En realidad no sabemos lo que piensan la mayoría de los presos y los muertos por la represión. Son otros los que hablan en su nombre.
Así que yo soy un caso atípico. Soy socióloga y escribo de vez en cuando, así que es pública mi posición. Además, pese a esas presiones de discursos polarizantes, sigo apostando por la vía de los acuerdos para salir sin violencia de esta dura crisis y sin abrir más heridas que luego tarden décadas en sanar. No es una posición que genere simpatía en la opinión pública, todo lo contrario. Y no es una posición producto solo de lecturas de historia y política, está relacionada con mi historia personal. Aunque sé que es una elección arbitraria, creo que la mejor forma de explicar lo que creo, debe empezar hablando de los años de mi doctorado.
La experiencia vasca
Llegué a Bilbao apenas dos meses después de la muerte de Miguel Angel Blanco. Ese secuestro y asesinato de ETA marcaron un antes y un después de la política vasca. Hasta entonces, la sociedad vasca guardaba silencio ante el terrorismo. En aquel tiempo pensé que era por miedo, pero la mejor descripción de ese clima está en Patria, de Fernando Aramburu: las víctimas eran sospechosas (“algo habrán hecho”), pero sobre todo, la presión del entorno, del qué dirán, impedía a muchos tener empatía. De alguna forma, el dolor acumulado del franquismo justificaba los atentados contra la policía o representantes del gobierno español. Pero en julio de 1997 ETA secuestró a un joven concejal del Partido Popular en Ermua, un pequeño pueblo en la frontera de Guipúzcoa y Vizcaya.

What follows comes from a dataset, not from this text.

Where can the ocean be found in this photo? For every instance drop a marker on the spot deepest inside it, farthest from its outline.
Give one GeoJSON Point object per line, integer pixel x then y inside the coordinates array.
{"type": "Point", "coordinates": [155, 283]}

Luego, un anuncio radial pedía el acercamiento de los etarras presos a las cárceles vascas y, de no cumplirse esta petición en 48 horas, Miguel Angel Blanco, de apenas 29 años, sería asesinado.

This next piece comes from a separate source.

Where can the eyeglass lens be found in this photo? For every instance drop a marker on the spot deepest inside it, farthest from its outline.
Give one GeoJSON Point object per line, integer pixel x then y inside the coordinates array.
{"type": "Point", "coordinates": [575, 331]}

Con la consigna “Miguel Angel, te esperamos” se inician las manifestaciones en Ermua, en las capitales vascas y en toda España. Son las primeras manifestaciones en la que los vascos se atreven a protestar contra la violencia con la cara descubierta. Manifestaciones pacíficas y vigilias coexisten con protestas frente a las sedes del partido pro-ETA Herri Batasuna y ataques a las herriko tabernak en San Sebastián y Bilbao. Es la primera vez que se enfrentan en las calles manifestantes por la paz con los que apoyan las demandas de ETA y deben ser separados por la policía. Pese a las protestas que, según algunas fuentes, son las más grandes en la historia de Bilbao, Miguel Angel Blanco fue ejecutado el 12 de julio de 1997. Sin embargo, fue el inicio de un clamor abierto por la paz del que resultaría la primera tregua unilateral de ETA el 19 de septiembre de 1998, una esperanza que duró apenas 15 meses.
Durante mis años en Bilbao y San Sebastián fui testigo de las protestas y los enfrentamientos. Al igual que todos, era potencial víctima, pues en esos años hubo atentados contra periodistas y hasta en la sede de la Universidad del País Vasco. Así que mi miedo caraqueño a los asaltantes se transformó en miedo a los maletines abandonados en un ascensor o en el contenedor de basura. Tanto miedo, que llamaba a la policía a denunciar la posible bomba sin atreverme a dejar el nombre. O caminaba rápido, sin mirar, cuando después de una noche de marcha me encontraba con la kale borroka pintando sus grafitis en alguna calle de San Sebastián.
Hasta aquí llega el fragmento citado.